Suppression of trip effect in metastable steel by electrical current

V.V. Stolyarov, E.A. Klyatskina, V.F. Terentyev
Received: 20 October 2016; Accepted: 24 November 2016
Citation: V.V. Stolyarov, E.A. Klyatskina, V.F. Terentyev. Suppression of trip effect in metastable steel by electrical current. Letters on Materials, 2016, 6(4) 355-359
BibTex   DOI: 10.22226/2410-3535-2016-4-355-359

Abstract

The work deals with a possible application of current at deformation processes. The literary analysis has shown existence of articles on electroplastic effect in single-phase materials without phase transformations and lack of works on a research of current impact on deformation behavior in materials with phase transformation.
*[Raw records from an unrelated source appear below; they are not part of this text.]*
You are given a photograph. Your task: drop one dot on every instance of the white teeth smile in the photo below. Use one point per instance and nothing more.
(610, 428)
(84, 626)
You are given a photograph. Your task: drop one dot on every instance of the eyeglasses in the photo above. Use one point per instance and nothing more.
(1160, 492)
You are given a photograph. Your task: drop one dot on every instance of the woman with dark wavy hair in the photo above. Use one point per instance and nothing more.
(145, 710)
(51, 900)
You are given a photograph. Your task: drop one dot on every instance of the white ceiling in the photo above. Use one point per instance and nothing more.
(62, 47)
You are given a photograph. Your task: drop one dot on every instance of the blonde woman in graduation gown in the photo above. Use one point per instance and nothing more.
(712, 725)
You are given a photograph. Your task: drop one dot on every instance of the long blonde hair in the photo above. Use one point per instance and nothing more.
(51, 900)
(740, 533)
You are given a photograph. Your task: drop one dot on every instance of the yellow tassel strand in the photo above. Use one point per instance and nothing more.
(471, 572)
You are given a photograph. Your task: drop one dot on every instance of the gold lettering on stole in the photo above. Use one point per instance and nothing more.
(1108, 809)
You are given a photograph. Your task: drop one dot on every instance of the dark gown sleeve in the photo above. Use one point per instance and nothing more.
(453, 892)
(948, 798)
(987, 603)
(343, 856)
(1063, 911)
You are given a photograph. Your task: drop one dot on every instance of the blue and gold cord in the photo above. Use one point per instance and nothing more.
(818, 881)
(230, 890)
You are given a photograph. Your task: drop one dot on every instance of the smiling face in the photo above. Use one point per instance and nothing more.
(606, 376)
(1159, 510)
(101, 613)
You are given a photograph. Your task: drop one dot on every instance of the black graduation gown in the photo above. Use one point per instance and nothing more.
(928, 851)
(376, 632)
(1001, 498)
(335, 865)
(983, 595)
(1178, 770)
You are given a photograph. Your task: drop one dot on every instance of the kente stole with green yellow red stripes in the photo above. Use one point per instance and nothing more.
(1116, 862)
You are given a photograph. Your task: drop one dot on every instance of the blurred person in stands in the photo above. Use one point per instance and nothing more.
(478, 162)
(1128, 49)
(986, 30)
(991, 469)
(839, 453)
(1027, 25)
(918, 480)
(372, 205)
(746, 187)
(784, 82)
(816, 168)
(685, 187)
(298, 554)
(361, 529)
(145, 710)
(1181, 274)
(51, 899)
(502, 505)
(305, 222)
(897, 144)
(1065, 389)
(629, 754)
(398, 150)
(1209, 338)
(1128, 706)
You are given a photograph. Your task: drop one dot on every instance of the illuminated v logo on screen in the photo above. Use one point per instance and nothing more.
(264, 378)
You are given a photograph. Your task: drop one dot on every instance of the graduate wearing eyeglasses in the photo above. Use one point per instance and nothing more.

Therefore, influence of current regimes and current mode on deformation behavior of TRIP steel in austenite-martensie and completely martensite states is investigated . Tensile tests, the X-ray diffraction analysis and the scanning electron microscopy observations of fracture are used. For lack of current steel in austenite- martensite state at tension displays martensitic transformation that leads to an excellent combination of mechanical properties - the high ultimate tensile stress and preservation of initial plasticity. It is shown that in austenite-martensite the stress-strain tension curve shape and a type of the serrated plastic flow current jumps conditioned by martensite transformation and electroplastic effect depend on current mode. Single current pulses practically don't influence on mechanical properties and thedeformation behavior. The multipulse and direct current is caused the considerable thermal effect, decrease in electroplastic effect and TRIP effect suppression. As a result both ultimate tensile stress and elongation to failure decreases. The steel in martensite state doesn't display TRIP effect at tension with current indue to the lack of the return transformation, and elongation to failure sharply decreases. The failure type of samples for both states, irrespective of current, occurs on the mechanism of a viscous separation or shift.